Nun spielt also statt den Ingolstädtern der VfL in der Relegation und die gute Nachricht ist, dass Volkswagen keine Anteile an der Eintracht aus Braunschweig besitzt. Die Schlechte: Ohne den Hauptsponsor Seat, einem VW-Tochterunternehmen, und den Premiumpartner Volkswagen-Bank wären die Braunschweiger finanziell weit schlechter aufgestellt. Selbst DFB und DFL sahen sich genötigt, angesichts dieser Konstellation jede Form von Interessenskonflikt zu bestreiten.
Nicht nur Volkswagen ist das Problem
Volkswagen ist beileibe kein Ausnahmefall, Interessenskonflikte gibt es in der Bundesliga zuhauf. Ein anderer bekannter Fall ist RaBa Leipzig. Der „Verein“ ist bekanntermaßen nur das aktuell wichtigste Standbein eines ganzen Netzes von Fußballfilialen. Der Aufschwung der Leipziger geht zulasten der Salzburger Filiale, die scheinbar nur noch dazu dient, jungen Leipzigern Spielpraxis zu gewähren. Transfers zwischen beiden Zweigstellen sind beinahe alltäglich und dienen offenbar auch dazu, die Bilanzen so zu gestalten, dass sie den Bestimmungen des Financial Fairplay entsprechen. Sollte es beiden Vereinen gestattet werden, an der Champions League im nächsten Jahr teilzunehmen, wäre die sportliche Farce perfekt.
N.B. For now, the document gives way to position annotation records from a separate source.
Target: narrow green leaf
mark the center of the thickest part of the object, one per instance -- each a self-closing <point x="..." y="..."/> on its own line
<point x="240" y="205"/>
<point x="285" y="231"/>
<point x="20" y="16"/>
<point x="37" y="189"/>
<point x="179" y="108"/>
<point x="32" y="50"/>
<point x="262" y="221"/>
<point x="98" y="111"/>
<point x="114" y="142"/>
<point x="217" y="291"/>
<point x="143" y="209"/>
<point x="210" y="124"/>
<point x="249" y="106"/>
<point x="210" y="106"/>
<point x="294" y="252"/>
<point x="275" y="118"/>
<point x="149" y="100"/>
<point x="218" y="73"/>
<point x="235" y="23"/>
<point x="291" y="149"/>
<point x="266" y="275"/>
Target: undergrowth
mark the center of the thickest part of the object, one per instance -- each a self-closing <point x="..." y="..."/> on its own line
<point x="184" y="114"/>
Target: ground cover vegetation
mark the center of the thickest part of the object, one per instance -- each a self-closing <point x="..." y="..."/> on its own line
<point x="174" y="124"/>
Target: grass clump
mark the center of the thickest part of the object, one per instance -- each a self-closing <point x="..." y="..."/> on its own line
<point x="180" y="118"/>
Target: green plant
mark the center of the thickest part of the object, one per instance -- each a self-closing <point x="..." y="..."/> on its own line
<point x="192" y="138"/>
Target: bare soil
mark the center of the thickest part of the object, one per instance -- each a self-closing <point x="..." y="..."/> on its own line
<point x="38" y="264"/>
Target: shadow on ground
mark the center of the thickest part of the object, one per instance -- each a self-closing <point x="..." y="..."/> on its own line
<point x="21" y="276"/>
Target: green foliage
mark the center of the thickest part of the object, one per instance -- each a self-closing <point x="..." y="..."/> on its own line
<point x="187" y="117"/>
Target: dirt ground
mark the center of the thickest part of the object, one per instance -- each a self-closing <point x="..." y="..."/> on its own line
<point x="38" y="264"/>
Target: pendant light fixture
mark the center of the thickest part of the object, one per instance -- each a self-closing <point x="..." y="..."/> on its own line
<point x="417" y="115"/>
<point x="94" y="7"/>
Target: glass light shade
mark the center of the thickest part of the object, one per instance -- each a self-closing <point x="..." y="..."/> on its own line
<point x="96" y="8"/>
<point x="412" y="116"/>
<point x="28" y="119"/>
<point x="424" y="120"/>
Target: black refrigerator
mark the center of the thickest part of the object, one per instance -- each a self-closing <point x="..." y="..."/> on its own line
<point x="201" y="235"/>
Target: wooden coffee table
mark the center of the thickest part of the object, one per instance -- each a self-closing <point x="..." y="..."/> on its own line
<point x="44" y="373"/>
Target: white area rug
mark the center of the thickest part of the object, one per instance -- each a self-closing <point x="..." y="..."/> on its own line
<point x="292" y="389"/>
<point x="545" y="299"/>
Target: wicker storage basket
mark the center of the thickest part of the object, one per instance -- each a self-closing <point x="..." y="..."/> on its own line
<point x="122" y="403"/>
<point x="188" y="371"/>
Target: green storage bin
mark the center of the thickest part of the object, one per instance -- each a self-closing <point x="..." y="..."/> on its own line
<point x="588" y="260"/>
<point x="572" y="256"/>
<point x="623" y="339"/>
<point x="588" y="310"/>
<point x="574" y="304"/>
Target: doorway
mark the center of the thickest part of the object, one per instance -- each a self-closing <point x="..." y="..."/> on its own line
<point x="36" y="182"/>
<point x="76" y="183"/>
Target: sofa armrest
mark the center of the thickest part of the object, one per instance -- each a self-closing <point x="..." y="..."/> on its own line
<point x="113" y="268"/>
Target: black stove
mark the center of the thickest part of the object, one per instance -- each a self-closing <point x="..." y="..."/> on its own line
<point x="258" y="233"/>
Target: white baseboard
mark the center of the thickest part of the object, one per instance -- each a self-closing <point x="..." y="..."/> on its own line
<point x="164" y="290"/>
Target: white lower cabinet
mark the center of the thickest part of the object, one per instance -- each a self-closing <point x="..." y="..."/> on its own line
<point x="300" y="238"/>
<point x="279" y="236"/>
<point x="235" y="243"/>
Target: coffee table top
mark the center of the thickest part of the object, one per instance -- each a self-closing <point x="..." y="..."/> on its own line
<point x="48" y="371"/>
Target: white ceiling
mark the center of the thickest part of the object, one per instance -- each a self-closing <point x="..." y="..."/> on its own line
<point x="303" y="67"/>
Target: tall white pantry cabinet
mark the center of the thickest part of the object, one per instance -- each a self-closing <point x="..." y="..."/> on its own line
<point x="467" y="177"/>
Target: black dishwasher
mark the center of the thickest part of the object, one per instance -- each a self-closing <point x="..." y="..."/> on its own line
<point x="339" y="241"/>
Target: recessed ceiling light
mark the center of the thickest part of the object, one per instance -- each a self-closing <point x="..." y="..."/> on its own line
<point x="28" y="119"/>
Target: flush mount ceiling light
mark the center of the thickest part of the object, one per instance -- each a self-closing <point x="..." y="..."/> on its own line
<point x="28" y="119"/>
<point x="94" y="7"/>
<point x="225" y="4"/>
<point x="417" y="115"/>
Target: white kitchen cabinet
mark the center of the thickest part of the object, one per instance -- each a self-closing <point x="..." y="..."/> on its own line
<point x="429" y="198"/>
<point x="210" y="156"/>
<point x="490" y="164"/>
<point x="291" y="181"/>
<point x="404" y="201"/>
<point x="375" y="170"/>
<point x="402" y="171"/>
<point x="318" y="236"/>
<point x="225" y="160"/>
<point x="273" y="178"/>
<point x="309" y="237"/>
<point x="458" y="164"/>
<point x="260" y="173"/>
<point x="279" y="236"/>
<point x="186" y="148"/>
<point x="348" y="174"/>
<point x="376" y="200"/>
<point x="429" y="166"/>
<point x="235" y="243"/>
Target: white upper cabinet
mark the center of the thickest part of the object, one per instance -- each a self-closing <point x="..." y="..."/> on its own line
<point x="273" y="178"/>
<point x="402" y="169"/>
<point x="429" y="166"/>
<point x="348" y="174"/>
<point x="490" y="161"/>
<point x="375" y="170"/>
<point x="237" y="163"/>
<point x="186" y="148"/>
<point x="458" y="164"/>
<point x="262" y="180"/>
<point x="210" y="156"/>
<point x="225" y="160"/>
Aber warum in die Ferne schweifen, das Grauen liegt so nah. Interessenskonflikte gibt es nämlich auch beim BVB, man denke nur an Puma. Der BVB war in der vergangenen Saison der einzige Verein des Unternehmens aus Herzogenaurach, in der kommenden Spielzeit wird auch die andere Borussia von Puma ausgerüstet. Doch Puma ist nicht nur Ausrüster beim BVB, sondern auch Anteilseigner. Noch heikler ist, dass Puma einen Teil des Gehalts von Marco Reus übernommen hat. Was aber heißt dies für den Fall, dass der BVB einmal ein wirtschaftlich attraktiveres Angebot von den Puma-Konkurrenten Adidas oder Nike bekommt? Wie flexibel sind die Verträge gestaltet? Kann der BVB problemlos den Partner wechseln, ohne vielleicht mit dem Verlust des wichtigsten Spielers rechnen zu müssen? Die Vereine gehen solche Partnerschaften ein, weil sie finanziell attraktiv sind und Geld Tore schießt – aber mittel- bis langfristig können sie sich auch zu ihren Lasten entwickeln.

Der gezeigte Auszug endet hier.